Skip to content

Advanced OOP & Idioms

🎨 Advanced Python OOP & Idioms

Mastering these features ensures your Data Engineering code is clean, reusable, and type-safe.


🛠️ 1. Decorators

Decorators allow you to wrap a function with additional logic. Essential for logging, retry logic, and timing metrics.

from functools import wraps
import time

def timeit(func):
    @wraps(func)
    def wrapper(*args, **kwargs):
        start = time.perf_counter()
        result = func(*args, **kwargs)
        end = time.perf_counter()
        print(f"{func.__name__} took {end - start:.4f}s")
        return result
    return wrapper

@timeit
def process_data(data):
    # Process complex data here
    pass

📦 2. Context Managers (with)

Context managers ensure resources (like database connections or files) are properly closed, even if an error occurs.

from contextlib import contextmanager

@contextmanager
def db_transaction(connection):
    cursor = connection.cursor()
    try:
        yield cursor
        connection.commit()
    except Exception:
        connection.rollback()
        raise
    finally:
        cursor.close()

🏷️ 3. Modern Type Hinting (Pydantic)

Python is dynamically typed, but modern engineering requires static type safety. Pydantic is the industry standard for data validation.

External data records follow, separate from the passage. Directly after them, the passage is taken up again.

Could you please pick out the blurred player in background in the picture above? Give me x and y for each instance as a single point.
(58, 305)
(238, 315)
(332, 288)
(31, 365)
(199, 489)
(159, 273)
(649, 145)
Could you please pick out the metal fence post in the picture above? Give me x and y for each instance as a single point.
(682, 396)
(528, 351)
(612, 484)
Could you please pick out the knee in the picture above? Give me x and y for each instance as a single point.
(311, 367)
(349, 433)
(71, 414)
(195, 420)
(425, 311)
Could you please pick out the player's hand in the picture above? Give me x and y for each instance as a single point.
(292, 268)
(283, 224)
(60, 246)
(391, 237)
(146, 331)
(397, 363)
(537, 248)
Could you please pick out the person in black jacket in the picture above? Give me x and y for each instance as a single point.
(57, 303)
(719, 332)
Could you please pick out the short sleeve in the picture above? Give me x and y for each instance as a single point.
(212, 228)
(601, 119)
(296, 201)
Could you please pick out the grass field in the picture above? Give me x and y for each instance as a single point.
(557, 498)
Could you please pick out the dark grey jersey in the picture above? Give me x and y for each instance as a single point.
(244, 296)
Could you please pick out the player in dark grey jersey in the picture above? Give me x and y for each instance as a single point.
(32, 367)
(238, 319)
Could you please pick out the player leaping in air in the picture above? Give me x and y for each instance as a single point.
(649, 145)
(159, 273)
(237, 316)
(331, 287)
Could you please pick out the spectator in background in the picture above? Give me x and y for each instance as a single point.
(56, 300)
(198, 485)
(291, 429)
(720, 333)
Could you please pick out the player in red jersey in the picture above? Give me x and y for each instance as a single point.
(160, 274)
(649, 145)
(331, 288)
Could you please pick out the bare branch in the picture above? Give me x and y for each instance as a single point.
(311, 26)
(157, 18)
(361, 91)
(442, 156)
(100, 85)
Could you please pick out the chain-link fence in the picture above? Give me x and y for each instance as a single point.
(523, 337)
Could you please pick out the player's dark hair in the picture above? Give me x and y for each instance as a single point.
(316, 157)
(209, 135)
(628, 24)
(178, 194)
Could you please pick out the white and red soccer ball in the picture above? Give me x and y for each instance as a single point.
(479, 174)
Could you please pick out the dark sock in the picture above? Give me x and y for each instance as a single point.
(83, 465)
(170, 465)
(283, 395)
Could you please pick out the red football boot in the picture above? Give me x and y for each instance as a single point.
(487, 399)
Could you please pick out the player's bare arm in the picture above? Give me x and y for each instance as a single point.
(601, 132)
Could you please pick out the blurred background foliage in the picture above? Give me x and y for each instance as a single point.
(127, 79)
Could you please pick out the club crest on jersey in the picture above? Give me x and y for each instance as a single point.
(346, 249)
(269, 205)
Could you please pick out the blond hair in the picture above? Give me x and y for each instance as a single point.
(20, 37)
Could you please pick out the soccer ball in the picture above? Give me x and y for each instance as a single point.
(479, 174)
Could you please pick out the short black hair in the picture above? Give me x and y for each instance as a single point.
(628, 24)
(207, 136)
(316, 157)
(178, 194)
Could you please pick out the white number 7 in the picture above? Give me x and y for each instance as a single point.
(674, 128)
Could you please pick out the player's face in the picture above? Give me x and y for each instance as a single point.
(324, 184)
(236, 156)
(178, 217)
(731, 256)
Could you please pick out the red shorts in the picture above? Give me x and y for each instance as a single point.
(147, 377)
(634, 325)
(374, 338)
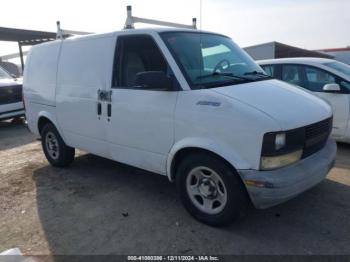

from pydantic import BaseModel, Field

class UserProfile(BaseModel):
    id: int
    name: str = Field(min_length=2)
    email: str
    is_active: bool = True

# Automatic validation on instantiation
user = UserProfile(id=1, name="Alice", email="alice@example.com")
print(user.model_dump_json())

🏗️ 4. Protocols (Static Duck Typing)

Protocols let you define an interface without requiring explicit inheritance.

from typing import Protocol

class DataProcessor(Protocol):
    def process(self, data: dict) -> dict:
        ...

def execute_pipeline(processor: DataProcessor, data: dict):
    return processor.process(data)